Par Claire Fages
Constituer des stocks de grains, c'est une des précautions que prennent les Etats d'Afrique du Nord et du Moyen-Orient pour éviter les troubles sociaux qui ont mis à bas le régime tunisien voisin.
L'office public des céréales à Alger vient de lancer coup sur coup deux nouveaux appels d'offres en début de semaine pour au moins 600 000 tonnes de blé tendre - le blé meunier - et 50 000 tonnes de blé dur, utilisé pour la semoule. Cela s'ajoute aux 350 000 tonnes achetées le 6 janvier dernier, au lendemain du déclenchement des émeutes de la vie chère en Algérie. En tout, ce pays aura commandé 1 million de tonnes de blé en quinze jours, pour livraison au printemps.
Le ministre algérien de l'Agriculture confirme l'avis d'un négociant : ce sont des achats de précaution, au cas où de nouveaux troubles perturberaient l'approvisionnement.
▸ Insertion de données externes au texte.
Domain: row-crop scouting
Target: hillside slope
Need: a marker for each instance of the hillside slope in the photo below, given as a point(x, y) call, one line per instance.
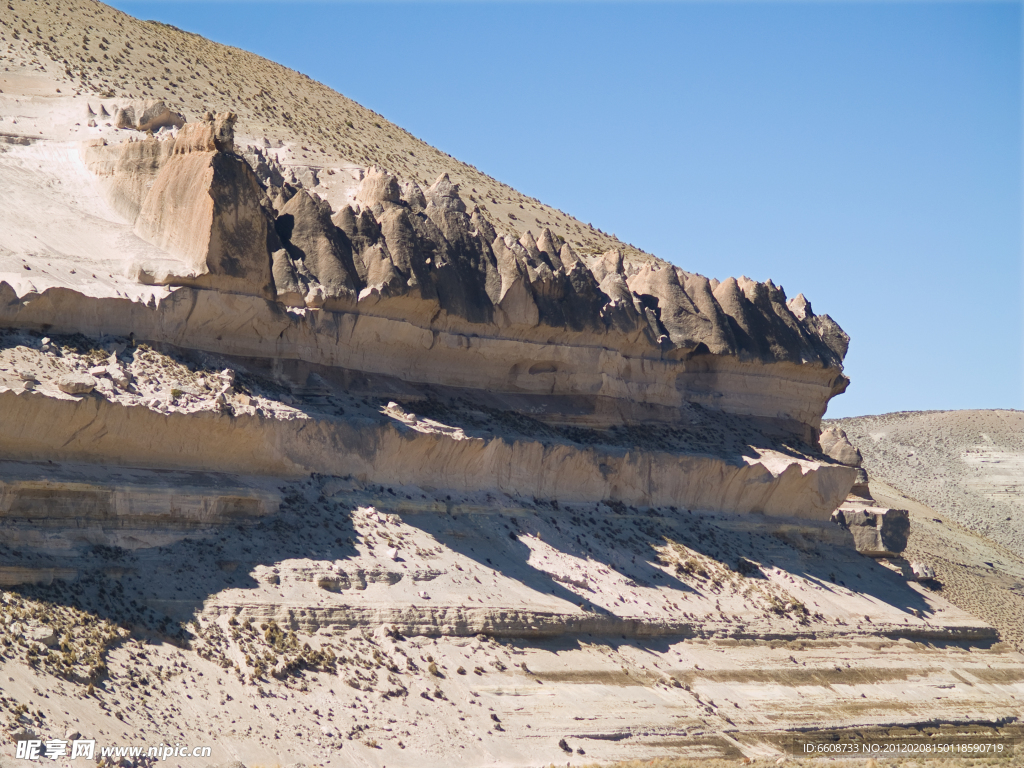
point(98, 49)
point(969, 465)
Ces stocks sont aussi destinés à accroître les quantités mensuelles de blé livrées au marché local et en particulier aux minoteries pour lutter contre la spéculation qu'on a vu naître sur la farine depuis le début du mois. Cette mesure s'appliquera jusqu'en août, il faut donc pouvoir tenir le rythme jusqu'à la prochaine récolte.
Dans la région, depuis la révolution tunisienne, l'Algérie n'est pas seule à reprendre brutalement les achats céréaliers qui s'étaient un peu calmés depuis quelques semaines, découragés par des prix mondiaux stratosphériques. Au cours des dix derniers jours, le Maroc et la Libye ont commandé respectivement 255 000 tonnes et 100 000 tonnes de grains ; l'Arabie Saoudite et les Emirats arabes unis ont annoncé qu'ils allaient étendre leurs stocks de six mois à un an de consommation. L'Egypte, elle, se défend d'avoir accéléré le rythme, mais elle a déjà, en six mois, acheté 4,5 millions de tonnes de blé, presqu'autant qu'au cours de toute l'année précédente !
Cette région ultra-dépendante des importations de céréales étrangères a donc renforcé ses stocks. Et jusqu'en Jordanie et en Syrie, les gouvernements ont pris des mesures exceptionnelles sur les prix, en supprimant des taxes et des droits de douanes sur les denrées de base, grains, sucre ou huile, mais aussi en augmentant les subventions aux importateurs ou aux grossistes pour qu'ils modèrent leur prix. Une politique difficilement soutenable, à long terme, par tous ces Etats.